For another, he is also exploring additional ways to further boost the functionality of the regenerated neurons, so that their axons can extend across the injured site and completely replace those lost to injury.

“Patience will be required when moving to humans,” he cautioned, adding that additional safety trials will be necessary before clinical trials. But care pays off.

“There is clearly significant potential here that we hope will benefit humans with spinal cord injury,” he said.”

That’s a nicely balanced quote from Dr. Tuszynski, who clearly is rightly excited about his lab’s cool work, but puts it in the right context. Nice job. And as a whole this media piece does well.

The bottom line is that a careful look at these three media pieces on stem cells shows they did pretty well as a group, but issues can still arise even in mostly solid news coverage of regenerative medicine.

9 thoughts on “Grading 3 stem cell media reports on clinical science: vision, MS, & paralysis”

  1. I hope that the ES-RPE will work.
    But I cannot judge from the article, since the 2 cases had massive subretinal hemorrhage (Case 2 had even vitreous hemorrhage) with relatively good photoreceptor layer before the surgery. Those cases usually shows natural improvement of visual acuity in the course of absorption of hemorrhage.
    I am afraid of hype.

    1. Thanks for your comment, Masayo. Another expert in the field privately also shared some similar concerns with me on this.

  2. @Paul,

    When it comes to delicately injecting stem cells in the retina, I don’t think its necessarily a study where you would expect to see a placebo control.. so your criticism about that may be unwarranted. This comes from someone who once had the unfortunate experience of getting a detached retina.

    1. @WST, yeah good point. Still, this is N=2 with no controls so caution is in order. The news piece I reviewed covering this was fine, but some others went over to the hype side.

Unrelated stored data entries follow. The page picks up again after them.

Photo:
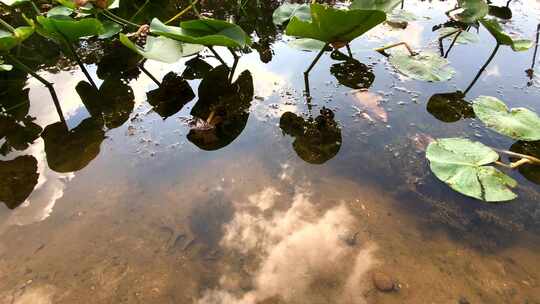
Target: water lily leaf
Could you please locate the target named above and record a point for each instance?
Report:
(378, 5)
(518, 123)
(334, 25)
(207, 32)
(495, 28)
(162, 48)
(461, 164)
(306, 44)
(10, 40)
(425, 66)
(463, 38)
(60, 28)
(471, 11)
(287, 10)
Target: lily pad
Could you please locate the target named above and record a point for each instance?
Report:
(462, 165)
(495, 28)
(10, 40)
(162, 48)
(517, 123)
(306, 44)
(463, 38)
(425, 66)
(335, 25)
(379, 5)
(207, 32)
(287, 10)
(471, 11)
(60, 28)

  3. what happened to CLONING, stem cells for body parts. Has anyone used these stem cell injections for dysphagia, dysarthria, myasthenia gravis, spinal cord injuries, ALS

  4. Really enjoyed the post. The media definitely need to be held accountable for their science reporting, especially the lay press. A question for you – would you rather not see the research reported at all or not fully reported? I’m not talking about poor reporting, but decent reporting that just can’t go into great detail due to length restrictions and, frankly, reader attention span. Sadly, most people — if they read a science article at all — don’t read more than the the first two paragraphs at most. I’m fortunate enough to write for researchers and clinicians — and I’m still thrilled if someone has even read the first paragraph.

    1. I’d rather see it reported in most cases, but in some cases the problem is not just incomplete reporting, but also major hype.